A site in River Falls, Wis., was the primary competition for the St. Cloud plant, which will manufacture engines for all-terrain vehicles and initially employ 50 people. The company's start-up investment in the plant and its equipment will be about $8 million, Arctic Cat Chief Executive Chris Twomey said Thursday at a State Capitol press conference. Construction on the 56,000-square-foot facility will begin next year.
Wages for production workers will be in the range of $11.50 to $15 an hour, Twomey said, adding employment could grow to 150.
As Wisconsin officials talked of the "what-ifs" Thursday and how close they came to landing the plant, it also became clear that St. Cloud's success brings continued attention to Minnesota's controversial Job Opportunity Business Zone package of tax breaks for business.
"JOBZ did put Minnesota in a competitive position," said Bernie Van Osdale, the city administrator in River Falls. Wisconsin's proposal to Arctic Cat promised a guaranteed $3.75 million with a combination of city financing, land, property tax breaks and state assistance, he said.
Minnesota officials didn't release the total value of the JOBZ incentives offered to Arctic Cat, but expect to give details next month. Typically, companies receive tax breaks through 2015, including no taxes on improvements to the land, no sales taxes, no taxes on capital equipment purchases and no corporate income taxes.
Arctic Cat will receive a 10-year interest-free loan of $500,000 from the Minnesota Investment Fund, worker training through the state's Job Skills Partnership program, and the city of St. Cloud and its Housing and Redevelopment Authority are expected to provide money for Arctic Cat's location in the I-94 Business Park.
Thursday's announcement shows that companies are paying close attention to what Minnesota is putting on the table to draw business into the state's smaller communities. Last year, Wyoming, Minn., attracted a new research and development plant for ATV maker Polaris -- one of Arctic Cat's competitors -- that had been headed for Osceola, Wis.
Even so, the tax breaks don't sit well with everyone. Earlier this year, a former Minnesota lieutenant governor and another taxpayer filed suit against the state. They claim that JOBZ violates the state Constitution because it surrenders the legislative power of taxation to state and local economic development officials. That suit is waiting for a hearing before a Ramsey County District Court judge.
In the quest for the new Arctic Cat plant, both states went out of their way to convince the company that their deal was the cat's meow.
Mary Burke, Wisconsin's secretary of commerce, traveled to Thief River Falls, Minn., where Arctic Cat is based, to help make the state's pitch, Van Osdale said. Wisconsin Gov. Jim Doyle was also "deeply involved," he added.
In Minnesota, Gov. Pawlenty was involved and St. Cloud officials highlighted the worker training available to the company. The plant will be highly automated, Arctic Cat's Twomey said, and the training available at area technical schools will prove valuable. Van Osdale said that a key factor "may have been their perception of the availability of labor in the St. Cloud market. I think ours is good, but St. Cloud is a larger city."
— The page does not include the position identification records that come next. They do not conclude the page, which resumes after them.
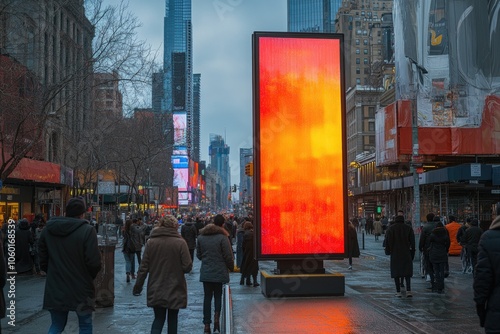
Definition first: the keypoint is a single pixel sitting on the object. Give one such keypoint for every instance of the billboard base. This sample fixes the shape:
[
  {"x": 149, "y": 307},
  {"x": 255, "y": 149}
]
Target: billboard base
[{"x": 301, "y": 285}]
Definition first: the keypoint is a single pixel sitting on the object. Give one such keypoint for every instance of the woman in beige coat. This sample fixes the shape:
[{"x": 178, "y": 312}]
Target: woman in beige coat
[{"x": 166, "y": 259}]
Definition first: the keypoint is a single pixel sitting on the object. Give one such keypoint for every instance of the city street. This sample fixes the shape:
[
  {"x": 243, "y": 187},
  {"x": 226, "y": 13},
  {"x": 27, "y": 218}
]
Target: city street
[{"x": 369, "y": 304}]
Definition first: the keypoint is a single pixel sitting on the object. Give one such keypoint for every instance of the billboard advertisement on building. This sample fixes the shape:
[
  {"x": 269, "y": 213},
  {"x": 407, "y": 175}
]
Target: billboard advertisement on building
[
  {"x": 180, "y": 126},
  {"x": 448, "y": 61},
  {"x": 299, "y": 147}
]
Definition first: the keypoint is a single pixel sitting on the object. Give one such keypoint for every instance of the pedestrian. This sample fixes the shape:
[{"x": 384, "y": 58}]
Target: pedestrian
[
  {"x": 128, "y": 250},
  {"x": 70, "y": 256},
  {"x": 190, "y": 233},
  {"x": 249, "y": 266},
  {"x": 439, "y": 244},
  {"x": 400, "y": 245},
  {"x": 3, "y": 281},
  {"x": 119, "y": 226},
  {"x": 38, "y": 232},
  {"x": 471, "y": 240},
  {"x": 216, "y": 255},
  {"x": 424, "y": 244},
  {"x": 487, "y": 277},
  {"x": 137, "y": 239},
  {"x": 453, "y": 227},
  {"x": 240, "y": 235},
  {"x": 352, "y": 243},
  {"x": 25, "y": 248},
  {"x": 166, "y": 259},
  {"x": 377, "y": 228}
]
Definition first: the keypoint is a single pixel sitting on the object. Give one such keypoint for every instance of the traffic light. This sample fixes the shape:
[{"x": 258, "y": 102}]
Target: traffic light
[{"x": 249, "y": 169}]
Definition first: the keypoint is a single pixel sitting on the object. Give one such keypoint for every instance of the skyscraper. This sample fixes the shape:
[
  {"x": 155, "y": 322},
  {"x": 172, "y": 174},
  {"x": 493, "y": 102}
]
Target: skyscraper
[
  {"x": 312, "y": 15},
  {"x": 178, "y": 88}
]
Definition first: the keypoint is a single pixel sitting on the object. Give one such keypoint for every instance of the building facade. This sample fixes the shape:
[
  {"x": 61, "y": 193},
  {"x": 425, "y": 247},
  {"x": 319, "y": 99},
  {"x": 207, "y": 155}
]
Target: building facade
[
  {"x": 219, "y": 164},
  {"x": 312, "y": 15},
  {"x": 178, "y": 89}
]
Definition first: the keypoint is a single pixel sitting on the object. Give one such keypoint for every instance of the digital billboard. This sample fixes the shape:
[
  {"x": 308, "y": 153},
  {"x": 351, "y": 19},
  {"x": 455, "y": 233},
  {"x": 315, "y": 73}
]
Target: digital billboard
[{"x": 300, "y": 151}]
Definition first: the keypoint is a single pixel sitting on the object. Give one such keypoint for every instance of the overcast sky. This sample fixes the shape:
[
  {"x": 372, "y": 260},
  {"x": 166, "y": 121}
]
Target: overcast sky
[{"x": 222, "y": 31}]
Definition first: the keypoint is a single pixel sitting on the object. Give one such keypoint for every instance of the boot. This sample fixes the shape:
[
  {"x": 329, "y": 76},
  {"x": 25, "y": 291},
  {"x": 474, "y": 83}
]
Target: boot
[
  {"x": 217, "y": 322},
  {"x": 255, "y": 284}
]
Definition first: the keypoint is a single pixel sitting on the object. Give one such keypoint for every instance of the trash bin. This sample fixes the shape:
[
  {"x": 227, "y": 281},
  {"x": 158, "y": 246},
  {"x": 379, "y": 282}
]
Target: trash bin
[{"x": 105, "y": 280}]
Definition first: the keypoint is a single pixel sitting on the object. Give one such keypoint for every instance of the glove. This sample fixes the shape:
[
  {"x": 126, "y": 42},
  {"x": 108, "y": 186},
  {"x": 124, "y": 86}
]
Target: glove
[
  {"x": 137, "y": 290},
  {"x": 481, "y": 312}
]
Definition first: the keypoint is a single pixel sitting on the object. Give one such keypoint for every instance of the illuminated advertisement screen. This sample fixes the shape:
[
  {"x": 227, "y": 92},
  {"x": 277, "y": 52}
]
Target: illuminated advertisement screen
[
  {"x": 180, "y": 161},
  {"x": 180, "y": 121},
  {"x": 300, "y": 160},
  {"x": 181, "y": 178}
]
Twomey also said Thursday that the company wouldn't have located in St. Cloud or in Minnesota at all without the JOBZ benefits.
John James, an attorney whose law firm is challenging JOBZ's legality, said those type of comments aren't surprising.
"In business location decisions, companies will say this made the difference. Whether it did or not is inherently unknowable," James said. "If you dangle something like that in front of somebody, how can they not take it?" The problem, he said, is that such deals leave taxpayers on the hook for increased public costs associated with the development.